Cool Article in CLASSICAL POST

Cool Article in CLASSICAL POST

Backwards from Winter is a new multimedia (video/electronic music) monodrama for soprano, electric cello, computer music, and videoa collaboration between librettist Juanita Rockwell and composer Douglas Knehans.  The work has two premieres, New York and Australia, featuring separate productions and casts. 

Backwards from Winter by Douglas Knehans - Berkshire Fine Arts

Backwards from Winter by Douglas Knehans Center for Contemporary Opera at Symphony Space By: Susan Hall - May 26, 2018

 

Backwards from Winter
Monodrama for Soprano, Electric Cello, Computer Sound and Video
by Douglas Knehans (music)
Juanita Rockwell (libretto)
Center for Contemporary Opera
Leonard Nimoy Theater
New York, New York
May 25, 2018

Backwards from Winter had its premier as part of the New York Opera Fest. All the parts that make up opera are unified on stage to create an enormously satisfying theatrical experience.

Monodrama may mean one voice, and Backwards from Winter spoke as one. There are two characters on stage.  The wonderful German soprano Anke Briegel is central to be sure, but she is in duet with cellist Jeffrey Krieger, who, as part of the opera, dares to speak with her even as he bows his electronic instrument. While Krieger may be more closely tied to the white storage boxes piled up on the floor, he is very much part of the big scene which encompasses four seasons, moving from winter to spring.

Changes in the season are reflected in tree branches laden with snow, fiery floating red leaves, back through the billowing white clouds of summer which are ticked off finally by purple flowers and then the blues of early spring and nature at its most passionate.

The sound cloud that is created includes at beginning a series of electronic chords which are regal, almost religious. Against this the cello lines, harshened by acoustics, often grate. The enhanced soprano voice is pure as a bell, clear and clearly magnified.

Briegel is an expressive performer. She can bring the feeling of anxiety and pain to the long notes she holds. Yet she still retains their beauty.  Particularly through gesture, she outlines her mood, imprecating, collapsing, even praying over some carton at one moment. She cuts an arresting figure, at first robed and eventually in an elegant white spring dress. Enraptured by spring and her love, this memory now dominates after seasons of loss.  

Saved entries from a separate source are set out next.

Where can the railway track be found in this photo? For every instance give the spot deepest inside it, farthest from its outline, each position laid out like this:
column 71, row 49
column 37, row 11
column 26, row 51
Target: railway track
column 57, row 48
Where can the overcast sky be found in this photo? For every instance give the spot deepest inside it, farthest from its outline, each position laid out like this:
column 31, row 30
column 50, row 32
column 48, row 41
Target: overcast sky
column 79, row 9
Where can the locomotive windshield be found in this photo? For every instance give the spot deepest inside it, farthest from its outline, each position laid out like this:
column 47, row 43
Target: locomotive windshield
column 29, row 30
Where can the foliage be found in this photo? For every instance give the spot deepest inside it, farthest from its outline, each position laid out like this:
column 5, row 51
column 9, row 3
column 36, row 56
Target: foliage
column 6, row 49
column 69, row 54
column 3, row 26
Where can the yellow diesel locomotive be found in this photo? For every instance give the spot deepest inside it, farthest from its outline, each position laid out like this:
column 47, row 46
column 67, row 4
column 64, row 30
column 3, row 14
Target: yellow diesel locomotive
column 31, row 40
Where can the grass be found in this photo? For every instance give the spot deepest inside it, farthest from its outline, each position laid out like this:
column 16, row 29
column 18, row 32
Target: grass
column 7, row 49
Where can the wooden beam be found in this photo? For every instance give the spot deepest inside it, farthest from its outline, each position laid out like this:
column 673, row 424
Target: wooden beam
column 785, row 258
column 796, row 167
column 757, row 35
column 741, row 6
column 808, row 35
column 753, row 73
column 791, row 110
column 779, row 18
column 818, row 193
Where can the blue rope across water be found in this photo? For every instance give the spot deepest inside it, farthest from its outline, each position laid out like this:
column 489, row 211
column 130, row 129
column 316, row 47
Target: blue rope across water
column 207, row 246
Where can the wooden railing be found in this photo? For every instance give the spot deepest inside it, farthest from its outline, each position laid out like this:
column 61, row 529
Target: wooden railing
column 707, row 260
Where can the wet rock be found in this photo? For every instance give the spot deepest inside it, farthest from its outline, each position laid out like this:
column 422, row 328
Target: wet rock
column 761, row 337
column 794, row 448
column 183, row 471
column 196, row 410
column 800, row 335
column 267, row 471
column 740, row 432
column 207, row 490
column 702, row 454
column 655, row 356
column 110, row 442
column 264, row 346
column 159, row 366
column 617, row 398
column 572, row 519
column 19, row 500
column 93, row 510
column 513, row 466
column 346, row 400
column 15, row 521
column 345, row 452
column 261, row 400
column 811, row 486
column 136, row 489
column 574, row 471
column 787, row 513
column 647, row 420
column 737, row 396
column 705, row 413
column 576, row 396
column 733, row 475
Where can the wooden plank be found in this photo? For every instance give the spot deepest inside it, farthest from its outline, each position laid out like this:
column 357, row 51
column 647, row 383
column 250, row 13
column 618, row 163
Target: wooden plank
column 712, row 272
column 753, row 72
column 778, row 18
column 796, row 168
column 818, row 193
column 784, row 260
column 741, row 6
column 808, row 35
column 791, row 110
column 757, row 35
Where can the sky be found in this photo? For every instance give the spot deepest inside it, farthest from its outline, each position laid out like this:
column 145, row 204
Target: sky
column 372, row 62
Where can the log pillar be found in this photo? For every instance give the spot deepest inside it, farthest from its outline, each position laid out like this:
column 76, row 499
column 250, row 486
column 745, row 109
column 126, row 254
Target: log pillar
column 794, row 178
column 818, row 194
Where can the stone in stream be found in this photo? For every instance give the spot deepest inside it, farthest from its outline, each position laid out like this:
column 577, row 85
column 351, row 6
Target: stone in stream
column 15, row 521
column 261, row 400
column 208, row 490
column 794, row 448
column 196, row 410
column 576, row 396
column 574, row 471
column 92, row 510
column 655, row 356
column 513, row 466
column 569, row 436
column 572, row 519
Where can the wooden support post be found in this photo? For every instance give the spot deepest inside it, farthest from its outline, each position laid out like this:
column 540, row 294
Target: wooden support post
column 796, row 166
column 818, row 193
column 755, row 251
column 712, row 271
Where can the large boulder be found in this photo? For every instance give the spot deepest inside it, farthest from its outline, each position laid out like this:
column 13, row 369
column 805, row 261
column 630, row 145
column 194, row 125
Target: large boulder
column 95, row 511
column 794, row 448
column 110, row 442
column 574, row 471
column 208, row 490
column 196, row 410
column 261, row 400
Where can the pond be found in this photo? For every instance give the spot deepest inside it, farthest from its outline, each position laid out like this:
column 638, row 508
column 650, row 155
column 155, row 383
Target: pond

The blending of many forms is so successful that only in quiet reflection do you realize how much goes on.  Videos by Yee Eun Nam are striking. Emily Clarkson's lighting design creates the right balance between performers and the running images.  

We are under a canopy of nature, sometimes melancholy and at others joyous. Briegel’s clarity of tone is amplified.  None of the electronic music turned shrill.  Composer Knehans has a sense of the right balance between what is human and what is not.  The sometimes abrasive cello lines fit perfectly in the sound cloud.  

The opera was confidently performed.  Winding backwards from grief to the joy of spring and awakening leaves both the artists and the audience in a good place.